Con la confusión en aumento, Cruz insinuó primero que cuando declaró en la instrucción estaba «empastillado» (drogado), pero luego admitió que recordaba «muy bien» todo lo que había dicho y desnudó su alma acongojada: «Me gustaría decir lo mismo, pero tengo mucho miedo». Entonces relató que hace unos días, citado por otro juez en los tribunales de Comodoro Py, otro interno «le leyó» al oído una carta en la cual le exigían que cambiara su declaración contra Alvarez. «Tenía que hacerlo, a cambio de mi vida», dijo con la voz ahogada por su temor en aumento. Sobre la versión textual de la nota dijo: «No me quiero ni acordar».

-¿Usted sabe quién es el autor de la amenaza? -preguntó Bruno.

-Sí -respondió Cruz luego de un larguísimo silencio.

-¿Está acá en la sala? -creyó adivinar el titular del Tribunal Oral 12. -Sí -admitió Cruz después de otro silencio interminable, pera luego agregar que el nombre «estaba en el legajo» leído al abrirse el juicio.

Por una cuestión formal, Bruno mencionó primero los nombres de Gonzalo Pazo, 20 años, y de Hugo Schmidt, 21, coimputados por el homicidio de Elvio Aranda, hasta que llegó la definición: «¿Guillermo Alvarez es la persona a la que se refiere?». El «sí» de Cruz fue un suspiro que precedió al llanto, largo y silencioso, con la cabeza gacha, de cara hacia los jueces.
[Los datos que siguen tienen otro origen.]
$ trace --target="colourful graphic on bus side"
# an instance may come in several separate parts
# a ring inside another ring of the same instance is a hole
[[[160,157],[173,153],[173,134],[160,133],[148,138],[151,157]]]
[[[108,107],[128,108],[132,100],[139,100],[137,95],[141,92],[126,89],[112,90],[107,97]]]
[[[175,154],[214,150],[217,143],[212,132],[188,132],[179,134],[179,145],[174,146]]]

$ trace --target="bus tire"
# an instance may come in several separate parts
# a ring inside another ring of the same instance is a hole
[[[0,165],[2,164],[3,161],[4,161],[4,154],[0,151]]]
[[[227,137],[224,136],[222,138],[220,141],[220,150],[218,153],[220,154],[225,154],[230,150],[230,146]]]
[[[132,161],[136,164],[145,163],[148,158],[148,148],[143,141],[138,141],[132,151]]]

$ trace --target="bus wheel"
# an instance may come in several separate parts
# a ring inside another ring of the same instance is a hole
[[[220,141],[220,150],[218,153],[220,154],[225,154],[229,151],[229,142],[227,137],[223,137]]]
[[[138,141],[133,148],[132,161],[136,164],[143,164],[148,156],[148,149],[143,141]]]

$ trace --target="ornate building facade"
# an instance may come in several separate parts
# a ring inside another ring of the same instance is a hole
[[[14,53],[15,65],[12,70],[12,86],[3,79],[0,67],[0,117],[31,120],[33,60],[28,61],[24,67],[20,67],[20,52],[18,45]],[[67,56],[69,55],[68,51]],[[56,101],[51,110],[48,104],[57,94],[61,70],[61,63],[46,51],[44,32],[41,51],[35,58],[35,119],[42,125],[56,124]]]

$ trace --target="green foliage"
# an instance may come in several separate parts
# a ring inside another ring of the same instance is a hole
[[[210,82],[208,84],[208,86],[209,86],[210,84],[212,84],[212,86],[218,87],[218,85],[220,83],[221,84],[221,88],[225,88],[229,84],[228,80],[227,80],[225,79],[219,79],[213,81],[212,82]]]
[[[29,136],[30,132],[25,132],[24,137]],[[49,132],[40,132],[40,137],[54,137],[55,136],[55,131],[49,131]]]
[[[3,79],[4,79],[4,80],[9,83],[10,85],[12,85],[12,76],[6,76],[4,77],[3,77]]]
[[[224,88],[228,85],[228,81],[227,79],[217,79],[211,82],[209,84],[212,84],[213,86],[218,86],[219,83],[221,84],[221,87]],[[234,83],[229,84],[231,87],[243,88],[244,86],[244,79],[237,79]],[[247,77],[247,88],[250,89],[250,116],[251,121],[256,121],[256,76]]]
Bruno instruyó al jefe de la custodio del SPF para que se garantizara la seguridad del preso, quien deberá ser llevado, como él mismo pidió, al pabellón «F», el más seguro, de la Unidad 24 de Marcos Paz.

Teodoro Alvarez, abogado del «niño bien», nada dijo en la audiencia sobre lo afirmado por Cruz. Luego declaró a este diario que su defendido «nunca lo pudo haber amenazado porque desde noviembre de 1998 están en cárceles diferentes». Sobre la nota amenazante, cuestionó: «Los testigos son presionados por el SPF para incriminar a Alvarez; es imposible que una carta llegue tan lejos si no hay ayuda de los guardias».